On March 12, a Palestinian man came to deliver documents on behalf of the Palestinian court in the neighbourhood of Al-Jabari or Wad Al Hussein. His name was Yasser Fawzi Shweki and he was 27 years old. He was probably new to the neighbourhood of H2 because he used to live and work elsewhere. He was carrying a large bag full of documents; maybe that is why an Israeli soldier who guarded an Israeli settlement took interest in him. He ordered him at gunpoint to come closer. A little later, a shot was heard and Yasser fell on the ground, bleeding heavily. The Israeli military dragged him inside the building and refused to allow any medical assistance. The name of the settlement is Beit HaShalom, which means, ironically enough, house of peace.

Previously, two cousins were killed at the same spot and in the same style. Hussam Jabari and Bashar Jabari, who were also new to the neighbourhood, passed by the Israeli settlement to visit their aunt who was living there. After the Israeli military noticed the two young boys, they were shot immediately and the army let them simply die on the floor. The first one was 16, the second only 14 years old.
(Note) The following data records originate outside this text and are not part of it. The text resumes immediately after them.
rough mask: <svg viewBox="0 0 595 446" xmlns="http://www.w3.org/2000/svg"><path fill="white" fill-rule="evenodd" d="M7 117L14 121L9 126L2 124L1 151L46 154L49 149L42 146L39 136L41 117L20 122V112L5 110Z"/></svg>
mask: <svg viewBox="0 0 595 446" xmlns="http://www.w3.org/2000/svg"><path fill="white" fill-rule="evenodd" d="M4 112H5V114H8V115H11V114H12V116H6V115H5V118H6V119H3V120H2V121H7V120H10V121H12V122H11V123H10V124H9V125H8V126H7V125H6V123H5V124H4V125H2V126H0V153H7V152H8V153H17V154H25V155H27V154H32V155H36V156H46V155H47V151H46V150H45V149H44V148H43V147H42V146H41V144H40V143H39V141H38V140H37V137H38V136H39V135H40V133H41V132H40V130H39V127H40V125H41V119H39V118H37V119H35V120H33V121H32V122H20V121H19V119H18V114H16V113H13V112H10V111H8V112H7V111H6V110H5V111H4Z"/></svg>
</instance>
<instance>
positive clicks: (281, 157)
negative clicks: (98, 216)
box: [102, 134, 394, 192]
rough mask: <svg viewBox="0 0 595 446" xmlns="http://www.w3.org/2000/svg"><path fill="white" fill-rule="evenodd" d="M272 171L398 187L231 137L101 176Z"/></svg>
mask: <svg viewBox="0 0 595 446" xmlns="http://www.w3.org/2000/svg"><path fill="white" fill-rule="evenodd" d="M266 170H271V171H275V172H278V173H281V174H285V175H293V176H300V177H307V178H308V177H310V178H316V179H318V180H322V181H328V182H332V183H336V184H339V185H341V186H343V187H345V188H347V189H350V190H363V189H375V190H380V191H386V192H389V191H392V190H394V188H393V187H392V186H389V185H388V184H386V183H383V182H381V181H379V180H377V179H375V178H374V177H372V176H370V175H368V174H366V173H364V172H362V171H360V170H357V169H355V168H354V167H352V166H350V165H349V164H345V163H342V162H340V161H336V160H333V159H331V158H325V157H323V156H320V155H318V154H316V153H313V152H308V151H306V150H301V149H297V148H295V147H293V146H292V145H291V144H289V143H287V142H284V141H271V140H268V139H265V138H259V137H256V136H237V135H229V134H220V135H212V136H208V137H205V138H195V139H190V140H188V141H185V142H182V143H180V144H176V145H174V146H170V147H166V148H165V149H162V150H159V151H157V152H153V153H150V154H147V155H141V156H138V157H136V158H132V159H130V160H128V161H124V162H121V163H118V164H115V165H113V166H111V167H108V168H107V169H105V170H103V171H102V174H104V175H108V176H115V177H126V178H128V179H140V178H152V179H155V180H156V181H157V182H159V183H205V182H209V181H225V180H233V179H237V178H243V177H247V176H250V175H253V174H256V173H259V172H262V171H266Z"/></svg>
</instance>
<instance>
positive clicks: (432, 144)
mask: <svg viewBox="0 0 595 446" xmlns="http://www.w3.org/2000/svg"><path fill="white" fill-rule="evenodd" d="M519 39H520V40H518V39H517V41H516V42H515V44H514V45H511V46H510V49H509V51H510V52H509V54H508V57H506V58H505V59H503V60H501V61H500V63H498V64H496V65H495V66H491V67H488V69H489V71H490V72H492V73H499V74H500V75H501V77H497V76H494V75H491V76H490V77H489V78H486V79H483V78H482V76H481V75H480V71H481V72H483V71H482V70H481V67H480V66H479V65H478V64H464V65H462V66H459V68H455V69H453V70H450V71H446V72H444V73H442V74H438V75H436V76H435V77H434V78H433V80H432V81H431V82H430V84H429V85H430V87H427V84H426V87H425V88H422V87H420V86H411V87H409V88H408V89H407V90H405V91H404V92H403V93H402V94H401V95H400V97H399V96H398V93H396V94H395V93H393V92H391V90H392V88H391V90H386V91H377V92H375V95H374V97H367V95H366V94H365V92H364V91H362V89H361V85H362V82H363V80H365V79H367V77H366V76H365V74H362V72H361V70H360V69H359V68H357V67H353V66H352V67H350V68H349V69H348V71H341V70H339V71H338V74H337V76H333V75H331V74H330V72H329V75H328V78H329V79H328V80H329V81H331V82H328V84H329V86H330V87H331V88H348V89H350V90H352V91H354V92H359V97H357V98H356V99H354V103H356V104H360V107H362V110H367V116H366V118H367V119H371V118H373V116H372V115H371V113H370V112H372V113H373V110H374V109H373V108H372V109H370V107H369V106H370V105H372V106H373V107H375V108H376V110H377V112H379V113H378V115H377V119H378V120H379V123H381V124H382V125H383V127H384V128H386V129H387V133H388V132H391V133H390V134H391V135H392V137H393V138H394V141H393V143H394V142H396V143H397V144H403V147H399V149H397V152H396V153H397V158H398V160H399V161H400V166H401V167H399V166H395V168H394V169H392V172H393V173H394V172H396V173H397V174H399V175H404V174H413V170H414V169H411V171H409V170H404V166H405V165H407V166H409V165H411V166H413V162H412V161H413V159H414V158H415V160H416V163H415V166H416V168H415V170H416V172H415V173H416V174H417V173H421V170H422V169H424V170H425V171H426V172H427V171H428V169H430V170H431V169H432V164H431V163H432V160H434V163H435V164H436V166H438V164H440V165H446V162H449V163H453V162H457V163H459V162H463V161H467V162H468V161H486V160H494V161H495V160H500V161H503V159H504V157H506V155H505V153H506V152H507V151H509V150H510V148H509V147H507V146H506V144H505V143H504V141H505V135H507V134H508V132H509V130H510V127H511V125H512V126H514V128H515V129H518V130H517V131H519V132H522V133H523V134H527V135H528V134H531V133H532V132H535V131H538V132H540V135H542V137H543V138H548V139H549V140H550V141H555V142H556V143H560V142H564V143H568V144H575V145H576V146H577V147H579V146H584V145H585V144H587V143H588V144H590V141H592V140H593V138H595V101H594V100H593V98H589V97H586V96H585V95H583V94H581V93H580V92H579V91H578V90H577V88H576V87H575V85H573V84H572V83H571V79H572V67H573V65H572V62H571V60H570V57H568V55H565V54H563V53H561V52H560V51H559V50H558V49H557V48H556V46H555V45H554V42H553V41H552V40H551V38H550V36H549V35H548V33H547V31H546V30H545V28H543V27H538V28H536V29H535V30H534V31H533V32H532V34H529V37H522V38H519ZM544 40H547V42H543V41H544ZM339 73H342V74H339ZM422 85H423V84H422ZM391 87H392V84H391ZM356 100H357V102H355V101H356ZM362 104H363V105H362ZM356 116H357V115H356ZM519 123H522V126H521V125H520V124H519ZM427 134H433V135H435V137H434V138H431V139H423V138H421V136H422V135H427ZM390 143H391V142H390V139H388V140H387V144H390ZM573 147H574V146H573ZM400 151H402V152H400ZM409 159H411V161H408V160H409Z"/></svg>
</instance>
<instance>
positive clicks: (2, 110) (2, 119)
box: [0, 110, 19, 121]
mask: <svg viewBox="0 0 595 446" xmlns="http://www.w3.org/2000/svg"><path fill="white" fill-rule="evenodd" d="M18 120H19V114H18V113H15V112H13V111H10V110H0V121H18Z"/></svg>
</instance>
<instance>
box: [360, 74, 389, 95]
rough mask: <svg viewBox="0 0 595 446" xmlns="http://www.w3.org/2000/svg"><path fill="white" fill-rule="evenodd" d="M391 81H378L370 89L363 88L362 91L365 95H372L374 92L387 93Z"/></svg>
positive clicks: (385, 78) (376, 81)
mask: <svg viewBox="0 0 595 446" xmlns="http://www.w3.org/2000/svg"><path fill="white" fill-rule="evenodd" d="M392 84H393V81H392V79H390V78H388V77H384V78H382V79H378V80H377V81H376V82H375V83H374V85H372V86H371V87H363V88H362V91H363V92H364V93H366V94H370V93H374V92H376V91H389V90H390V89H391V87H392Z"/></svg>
Right after Yasser died, the Israeli army officially declared that it was due to an attempted knife attack. However, a source declared that, slightly before, he saw how the Israeli army moved the body to another place, put a knife close to it and took a photo. That would fit a pattern in which the Israeli military tries to cover up murders of Palestinians this way, at least according to proof from video recordings from other killings.

And that is not even all that can be said about this notorious spot. It needs to be known that a total of 12 Palestinian people have been killed in this area by Israeli bullets. The Israeli occupation of the West Bank is an ugly business and the less known its real practices are to the world, the uglier it gets.